A amiga de infância Débora acredita que a professora não compartilhou a situação por vergonha de se envolver com alguém tão perigoso. Samuel crê que o medo tenha reforçado o jeito calado da irmã. A parceira de viagens Ana Cláudia acha que a docente parou de relatar os problemas porque tudo havia se acalmado. O amigo Júnio imagina que a colega de sala revelou poucos detalhes porque o policial também ameaçava a família dela. A educadora teria ficado quieta para proteger os seus. Todos só puderam supor. Debora, reservada como era, não confidenciou muito. Eles não tinham como saber.
PS.: os nomes completos dos entrevistados citados nesta reportagem são: Samuel Corrêa, 53 anos, militar da reserva; Ana Cláudia Dias, 40, professora; Débora Mavvei, 44, secretária-executiva; Júnio César Ferro, 47, servidor e pedagogo.
Maria Clarice Dias
Formada em jornalismo pela Universidade de Brasília (UnB) e pós-graduada em Parlamento e Direito pelo Centro de Formação, Treinamento e Aperfeiçoamento (Cefor) da Câmara dos Deputados. Foi repórter e editora do jornal Correio Braziliense e repórter na revista Época. Vencedora da primeira edição do Prêmio Tim Lopes de Jornalismo Investigativo e finalista do Prêmio Ayrton Senna de Jornalismo, com reportagem especial sobre abuso sexual. É jornalista da Câmara dos Deputados há 14 anos e há 4 anos é editora-chefe do Programa A Voz do Brasil, da Câmara Federal.
Elas por elas
Neste 2019, o Metrópoles inicia um projeto editorial para dar visibilidade às tragédias provocadas pela violência de gênero. As histórias de todas as vítimas de feminicídio do Distrito Federal serão contadas em perfis escritos por profissionais do sexo feminino (jornalistas, fotógrafas, artistas gráficas e cinegrafistas), com o propósito de aproximar as pessoas da trajetória de vida dessas mulheres.

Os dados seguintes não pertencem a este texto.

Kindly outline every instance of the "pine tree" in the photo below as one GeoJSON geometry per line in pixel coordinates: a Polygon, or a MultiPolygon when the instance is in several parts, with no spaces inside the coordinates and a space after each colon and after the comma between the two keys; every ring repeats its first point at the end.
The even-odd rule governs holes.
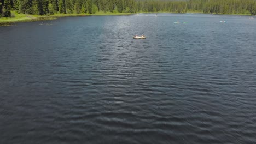
{"type": "Polygon", "coordinates": [[[92,13],[92,0],[87,0],[87,13],[89,14],[92,13]]]}
{"type": "Polygon", "coordinates": [[[59,1],[59,11],[61,14],[66,14],[65,0],[59,1]]]}
{"type": "Polygon", "coordinates": [[[10,17],[11,16],[11,5],[10,0],[4,0],[3,7],[2,7],[2,15],[3,17],[10,17]]]}
{"type": "Polygon", "coordinates": [[[0,0],[0,17],[2,17],[2,13],[3,13],[3,10],[2,10],[2,8],[3,8],[3,0],[0,0]]]}

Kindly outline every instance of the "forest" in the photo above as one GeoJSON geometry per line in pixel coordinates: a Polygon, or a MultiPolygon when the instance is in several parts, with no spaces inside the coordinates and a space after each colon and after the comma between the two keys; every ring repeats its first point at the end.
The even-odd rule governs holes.
{"type": "Polygon", "coordinates": [[[256,0],[0,0],[0,17],[96,13],[203,13],[256,15],[256,0]]]}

Até sexta-feira (06/09/2019), 10.906 mulheres do DF já procuraram delegacias de polícia para relatar abusos, ameaças e agressões que vêm sofrendo por parte de maridos, companheiros, namorados ou pessoas com quem um dia se relacionaram. Já foram registrados 20 feminicídios. Com base em informações da PCDF, apenas uma pequena parte das mulheres que vivenciam situações de violência rompe o silêncio para se proteger.
O Elas por Elas propõe manter em pauta, durante todo o ano, o tema da violência contra a mulher para alertar a população e as autoridades sobre as graves consequências da cultura do machismo que persiste no país.
Desde 1° de janeiro, um contador está em destaque na capa do portal para monitorar e ressaltar os casos de Maria da Penha registrados no DF. Mas nossa maior energia será despendida para humanizar as estatísticas frias, que dão uma dimensão da gravidade do problema, porém não alcançam o poder da empatia, o único capaz de interromper a indiferença diante dos pedidos de socorro de tantas brasileiras.